Prenez l’avion sur un trajet domestique, demandez plutôt à la SNCF !

Prenez l’avion, vous êtes responsable du réchauffement climatique.

Prenez l’avion, demandez à nos amis suédois, le « flygskam », littéralement la honte de prendre l’avion doit vous décourager.

De quoi marcher sur la tête ou faire rougir le Lindbergh de Charlebois?

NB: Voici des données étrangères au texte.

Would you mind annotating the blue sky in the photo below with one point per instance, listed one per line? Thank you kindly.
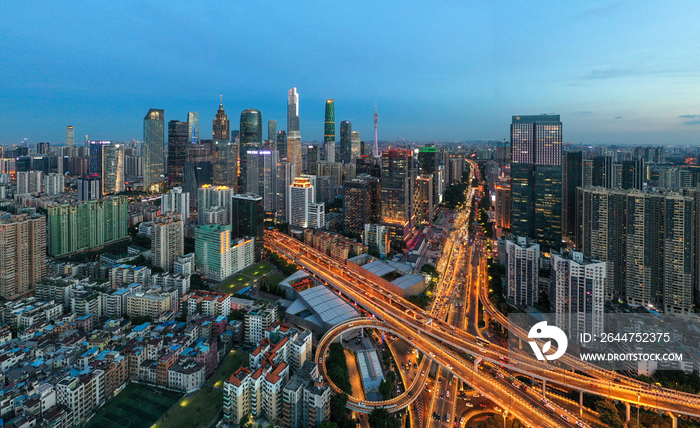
(616, 72)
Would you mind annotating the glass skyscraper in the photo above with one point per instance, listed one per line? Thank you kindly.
(251, 139)
(220, 130)
(293, 133)
(271, 130)
(178, 140)
(193, 127)
(154, 148)
(329, 132)
(345, 147)
(536, 179)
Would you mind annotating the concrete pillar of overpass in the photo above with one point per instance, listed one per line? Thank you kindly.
(580, 404)
(674, 420)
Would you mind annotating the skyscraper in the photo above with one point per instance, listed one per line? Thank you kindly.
(112, 168)
(345, 148)
(293, 133)
(193, 127)
(224, 164)
(361, 203)
(221, 124)
(70, 136)
(423, 198)
(303, 210)
(572, 166)
(178, 141)
(154, 150)
(536, 174)
(247, 218)
(282, 144)
(396, 191)
(429, 164)
(271, 130)
(329, 132)
(22, 255)
(262, 176)
(355, 146)
(168, 236)
(251, 139)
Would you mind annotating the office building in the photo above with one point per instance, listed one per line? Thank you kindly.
(423, 198)
(572, 166)
(376, 237)
(220, 126)
(213, 251)
(293, 134)
(176, 202)
(112, 169)
(536, 179)
(89, 188)
(70, 136)
(503, 204)
(429, 164)
(262, 176)
(522, 271)
(154, 151)
(361, 203)
(329, 133)
(647, 240)
(54, 184)
(578, 293)
(247, 218)
(345, 143)
(284, 180)
(168, 238)
(396, 190)
(272, 131)
(355, 146)
(22, 255)
(224, 167)
(193, 127)
(178, 141)
(86, 225)
(251, 139)
(29, 182)
(301, 195)
(282, 144)
(209, 197)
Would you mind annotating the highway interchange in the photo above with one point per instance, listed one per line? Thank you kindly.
(453, 344)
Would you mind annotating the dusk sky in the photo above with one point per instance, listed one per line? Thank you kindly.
(616, 72)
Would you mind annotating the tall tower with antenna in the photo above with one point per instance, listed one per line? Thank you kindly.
(376, 147)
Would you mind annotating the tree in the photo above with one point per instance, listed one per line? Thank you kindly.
(380, 418)
(609, 415)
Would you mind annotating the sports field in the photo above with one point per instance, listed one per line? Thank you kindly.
(136, 406)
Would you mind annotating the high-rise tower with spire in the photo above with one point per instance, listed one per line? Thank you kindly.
(221, 127)
(329, 132)
(293, 133)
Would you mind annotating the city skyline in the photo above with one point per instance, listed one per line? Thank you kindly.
(606, 88)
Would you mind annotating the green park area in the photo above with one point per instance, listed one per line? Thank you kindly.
(201, 407)
(259, 269)
(136, 406)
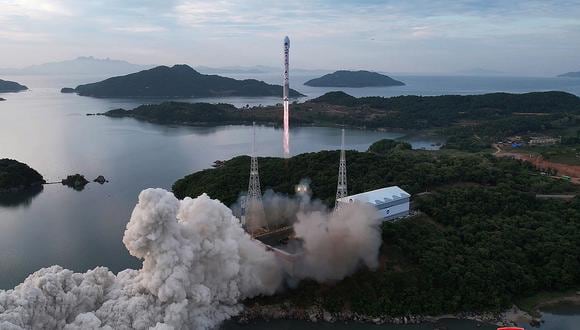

Et bien, pas du tout ! Tout cela fait est parfaitement orchestré par le propriétaire de la SNCF ; c’est-à-dire l’État. Comprenons-le, il a le souci de l’argent public bien utilisé. Le soutien à coup de dizaines de milliards d’euros de son entreprise la plus turbulente commence à faire tache ; pas seulement à Bruxelles. Les gouvernements précédents avaient réussi à cacher la dette abyssale de l’entreprise en la reprenant sans la reprendre grâce à des montages financiers dont seuls les gourous de l’ENA pouvaient comprendre la beauté. Un objet financier non identifié, disait-on.

Aujourd’hui, l’heure est à la transparence et les 45 milliards dont il s’agit ne peuvent plus échapper à l’œil de l’usager comme à la Cour des comptes. La SNCF, fleuron de nos entreprises se devait de faire peau neuve.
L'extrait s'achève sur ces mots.